I don’t want to say that experiencing negative emotions is a positive thing, and I don’t want to dismiss the persistent sadness and hopelessness that characterize depression, for example. However, I do want to reframe what it might mean, for instance, to experience stress before an exam or job interview, to deeply miss someone, to feel an ache because a chapter of our lives has ended. Feeling this way means that something important is at stake or has been part of our experience. Life without emotional valence would be hollow indeed.

If the world were nothing but sunshine, I wonder if we’d stop seeing it after a while. And if it were only dark clouds, perhaps we’d stop looking for that break of sunshine. We need the whole spectrum, I think, to appreciate what it is that we have before us and what it is that matters to us. It’s not pleasant to lie awake and ruminate, but I’d gladly take the rumination over not having cared deeply at all.

Plitvice Lakes National Park, Croatia – October 2022

In transition

It’s interesting to watch the mind shift and change, ebb and flow. It’s interesting to experience from the inside, noting the sensations and thoughts at hand, while also experiencing from the outside. That is, watching the self have the experience.

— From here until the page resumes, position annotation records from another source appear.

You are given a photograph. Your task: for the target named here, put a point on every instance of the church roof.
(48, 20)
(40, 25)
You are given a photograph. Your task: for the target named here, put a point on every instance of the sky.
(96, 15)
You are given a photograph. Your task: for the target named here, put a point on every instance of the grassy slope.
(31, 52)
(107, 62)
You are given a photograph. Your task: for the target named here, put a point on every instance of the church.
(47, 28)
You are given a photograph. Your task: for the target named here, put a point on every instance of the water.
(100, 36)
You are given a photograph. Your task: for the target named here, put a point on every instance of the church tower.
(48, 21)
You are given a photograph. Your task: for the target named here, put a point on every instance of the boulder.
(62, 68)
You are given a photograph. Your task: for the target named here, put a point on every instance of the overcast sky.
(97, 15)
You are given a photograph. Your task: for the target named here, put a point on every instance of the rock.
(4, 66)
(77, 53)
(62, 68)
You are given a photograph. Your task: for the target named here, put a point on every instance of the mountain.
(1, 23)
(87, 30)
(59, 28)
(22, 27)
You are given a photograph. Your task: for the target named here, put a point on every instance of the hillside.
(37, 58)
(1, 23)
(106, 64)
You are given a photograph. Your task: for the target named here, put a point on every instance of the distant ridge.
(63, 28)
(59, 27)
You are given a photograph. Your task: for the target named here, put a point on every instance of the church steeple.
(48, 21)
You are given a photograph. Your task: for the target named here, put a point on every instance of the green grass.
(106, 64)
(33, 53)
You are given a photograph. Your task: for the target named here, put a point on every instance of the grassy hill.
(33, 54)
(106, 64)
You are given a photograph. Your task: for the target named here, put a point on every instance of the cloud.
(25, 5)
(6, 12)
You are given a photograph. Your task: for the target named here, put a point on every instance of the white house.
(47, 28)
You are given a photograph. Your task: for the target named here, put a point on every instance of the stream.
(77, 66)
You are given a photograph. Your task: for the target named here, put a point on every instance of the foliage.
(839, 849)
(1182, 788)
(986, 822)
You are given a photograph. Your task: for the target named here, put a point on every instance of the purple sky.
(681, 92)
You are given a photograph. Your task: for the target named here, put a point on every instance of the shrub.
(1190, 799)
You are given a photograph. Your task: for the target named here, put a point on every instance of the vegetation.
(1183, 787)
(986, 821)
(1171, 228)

This is what I was doing yesterday when trying to come to terms with what I will call “the dark streak”.

Ever since I can remember, I have always had a streak of dark thoughts. These are the not-so-pleasant ideas that I know are there and every now and then under times of self-doubt, uncertainty, or stress, make their presence known. The dark streak, which I have previously also called the “demons“, is common enough that I am not especially bothered by it anymore. Rather, I am curious.

After yesterday’s encounter with the dark streak that annoyed me because I really hadn’t planned on it being there, I sat down to deliberately make observations. This is what I noticed:

  • The dark streak is likely to rear its head when I experience a sense of isolation. It goes away with a tangible reminder that I am actually not as alone as I might have thought.
  • The dark streak is imaginative rather than destructive. It likes to ponder a range of possibilities and actually gives me a lot to think about when I follow it.
  • The physical sensations that I experience at these times are more closely linked to the part of my brain that is observing the experience. The dark streak might be running hot but my body and mind remain calm and cool if I am watching the dark streak rather than running with it.
  • While the dark streak can paint a vivid image that stays with me, there is a difference between experiencing the image from inside and watching myself experience the image from outside. The latter perspective is that of the observer that I mentioned above.

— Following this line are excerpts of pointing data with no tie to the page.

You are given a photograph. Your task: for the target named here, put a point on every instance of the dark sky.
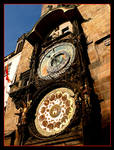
(19, 19)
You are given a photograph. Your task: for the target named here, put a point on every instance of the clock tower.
(60, 103)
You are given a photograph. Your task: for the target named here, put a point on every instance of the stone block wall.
(97, 31)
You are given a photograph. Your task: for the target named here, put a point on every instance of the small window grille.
(9, 67)
(65, 30)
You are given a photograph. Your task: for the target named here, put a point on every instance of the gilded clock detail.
(56, 60)
(55, 111)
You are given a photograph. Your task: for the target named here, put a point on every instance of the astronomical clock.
(60, 85)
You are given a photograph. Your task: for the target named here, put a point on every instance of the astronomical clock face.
(56, 60)
(55, 111)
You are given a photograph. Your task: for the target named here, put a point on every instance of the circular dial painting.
(56, 60)
(55, 111)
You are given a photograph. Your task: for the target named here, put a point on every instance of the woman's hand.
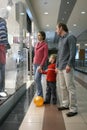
(68, 69)
(56, 70)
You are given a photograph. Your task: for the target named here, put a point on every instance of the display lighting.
(9, 4)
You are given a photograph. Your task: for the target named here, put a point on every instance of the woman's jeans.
(68, 89)
(37, 78)
(2, 77)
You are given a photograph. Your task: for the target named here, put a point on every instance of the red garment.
(40, 53)
(2, 54)
(50, 72)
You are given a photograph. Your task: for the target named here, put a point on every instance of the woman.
(40, 58)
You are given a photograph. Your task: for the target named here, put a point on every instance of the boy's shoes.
(70, 114)
(62, 108)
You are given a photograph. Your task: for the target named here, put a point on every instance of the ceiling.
(67, 11)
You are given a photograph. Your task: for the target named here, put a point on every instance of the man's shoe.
(63, 108)
(70, 114)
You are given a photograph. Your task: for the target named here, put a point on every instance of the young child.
(51, 81)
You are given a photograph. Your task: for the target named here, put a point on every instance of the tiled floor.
(36, 117)
(14, 119)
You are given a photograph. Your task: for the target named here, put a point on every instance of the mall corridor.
(26, 116)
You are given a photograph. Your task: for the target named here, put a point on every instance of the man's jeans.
(2, 77)
(68, 90)
(37, 78)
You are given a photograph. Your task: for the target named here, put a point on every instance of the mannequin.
(3, 43)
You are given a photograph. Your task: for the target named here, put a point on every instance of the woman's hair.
(64, 26)
(43, 34)
(54, 56)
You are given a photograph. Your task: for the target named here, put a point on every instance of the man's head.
(61, 29)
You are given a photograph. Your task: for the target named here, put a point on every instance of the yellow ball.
(38, 101)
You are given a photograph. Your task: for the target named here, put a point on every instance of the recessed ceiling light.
(45, 12)
(83, 12)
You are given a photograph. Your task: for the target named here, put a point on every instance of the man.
(65, 65)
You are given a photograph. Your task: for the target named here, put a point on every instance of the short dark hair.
(43, 34)
(64, 26)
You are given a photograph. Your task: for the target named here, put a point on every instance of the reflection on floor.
(16, 116)
(48, 117)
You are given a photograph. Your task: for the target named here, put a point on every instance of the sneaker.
(62, 108)
(70, 114)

I don’t ask why this happens – I’ve had help figuring that out. Instead, I can simply ask whether this is normal. But with that question on the tip of my tongue, I can also think of the idiosyncrasies that people have pointed out over time and all I can do in response is shrug. Put all the weird things together and that’s what makes us individuals, right?

There’s a dark streak in me and that’s okay. It’s hardly surprising that we’d become acquainted again.

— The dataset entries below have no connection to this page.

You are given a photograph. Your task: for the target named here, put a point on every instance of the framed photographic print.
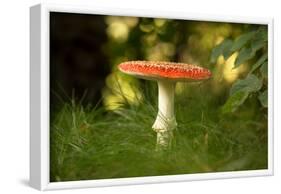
(134, 97)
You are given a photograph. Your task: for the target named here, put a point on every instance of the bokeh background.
(101, 119)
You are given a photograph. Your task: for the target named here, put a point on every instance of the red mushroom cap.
(165, 70)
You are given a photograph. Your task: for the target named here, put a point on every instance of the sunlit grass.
(94, 143)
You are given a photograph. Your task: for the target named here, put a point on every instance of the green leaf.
(221, 49)
(234, 101)
(244, 55)
(250, 84)
(257, 44)
(264, 69)
(262, 34)
(263, 98)
(259, 62)
(242, 40)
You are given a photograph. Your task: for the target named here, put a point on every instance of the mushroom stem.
(165, 122)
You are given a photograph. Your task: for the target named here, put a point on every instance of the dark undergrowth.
(93, 143)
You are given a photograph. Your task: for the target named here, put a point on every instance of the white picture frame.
(39, 102)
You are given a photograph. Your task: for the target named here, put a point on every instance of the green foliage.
(250, 45)
(250, 84)
(92, 143)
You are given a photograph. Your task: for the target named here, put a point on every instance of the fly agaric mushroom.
(166, 74)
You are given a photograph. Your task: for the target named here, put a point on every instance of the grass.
(92, 143)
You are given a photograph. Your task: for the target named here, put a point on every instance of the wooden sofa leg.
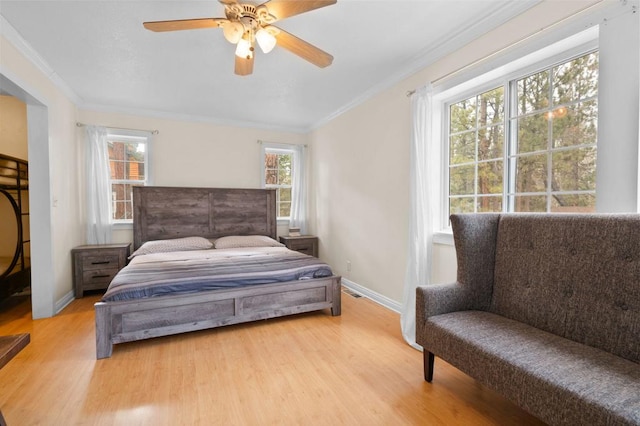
(428, 365)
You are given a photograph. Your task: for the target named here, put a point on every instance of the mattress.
(162, 274)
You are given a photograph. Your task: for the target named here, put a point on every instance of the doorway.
(42, 271)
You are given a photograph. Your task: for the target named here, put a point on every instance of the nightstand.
(307, 244)
(94, 266)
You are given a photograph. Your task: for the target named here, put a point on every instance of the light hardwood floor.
(309, 369)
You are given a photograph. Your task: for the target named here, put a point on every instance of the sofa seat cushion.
(561, 381)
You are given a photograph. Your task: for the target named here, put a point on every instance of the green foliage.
(553, 152)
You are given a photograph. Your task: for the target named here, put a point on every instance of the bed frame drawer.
(94, 266)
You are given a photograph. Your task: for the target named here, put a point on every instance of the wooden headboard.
(174, 212)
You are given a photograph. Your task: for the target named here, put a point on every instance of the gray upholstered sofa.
(546, 311)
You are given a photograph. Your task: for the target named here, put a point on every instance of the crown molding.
(191, 118)
(13, 36)
(442, 48)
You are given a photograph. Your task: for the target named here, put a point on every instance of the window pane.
(533, 133)
(461, 205)
(134, 171)
(574, 170)
(531, 173)
(575, 80)
(528, 203)
(271, 176)
(116, 151)
(576, 203)
(117, 169)
(462, 180)
(575, 125)
(491, 107)
(492, 204)
(284, 194)
(462, 115)
(490, 142)
(462, 148)
(533, 93)
(490, 177)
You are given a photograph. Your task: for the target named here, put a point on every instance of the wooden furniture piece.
(173, 212)
(307, 244)
(9, 347)
(94, 266)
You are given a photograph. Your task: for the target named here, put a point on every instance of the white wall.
(362, 159)
(196, 154)
(618, 109)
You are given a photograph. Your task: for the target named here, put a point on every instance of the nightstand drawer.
(94, 266)
(98, 278)
(100, 261)
(302, 247)
(307, 244)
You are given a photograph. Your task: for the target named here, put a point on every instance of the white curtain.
(299, 190)
(98, 190)
(423, 164)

Society has been experiencing a dramatic transition in the last weeks and months, and this will continue for the weeks and months to come. There will be economic and political effects felt for years, and perhaps a reckoning of social structures that have gone unquestioned for far too long. With transitions come the opportunity to change, reinvent, renew, and restore. Transitions allow us to look around, to ask questions, and to take the time (after all, we are not so busy any more) to do the hard work of figuring out who we are and who we want to be.

I will not romanticise here and claim that I am grateful for this time. (Rest assured, I was crushed when Singapore announced on Friday that we’d be joining the ranks of the rest of the world with school closings and movement restrictions.) But, as I have said for a long time, we need to take much more time to think and much more time to understand ourselves and one another. We have this time. Use it wisely.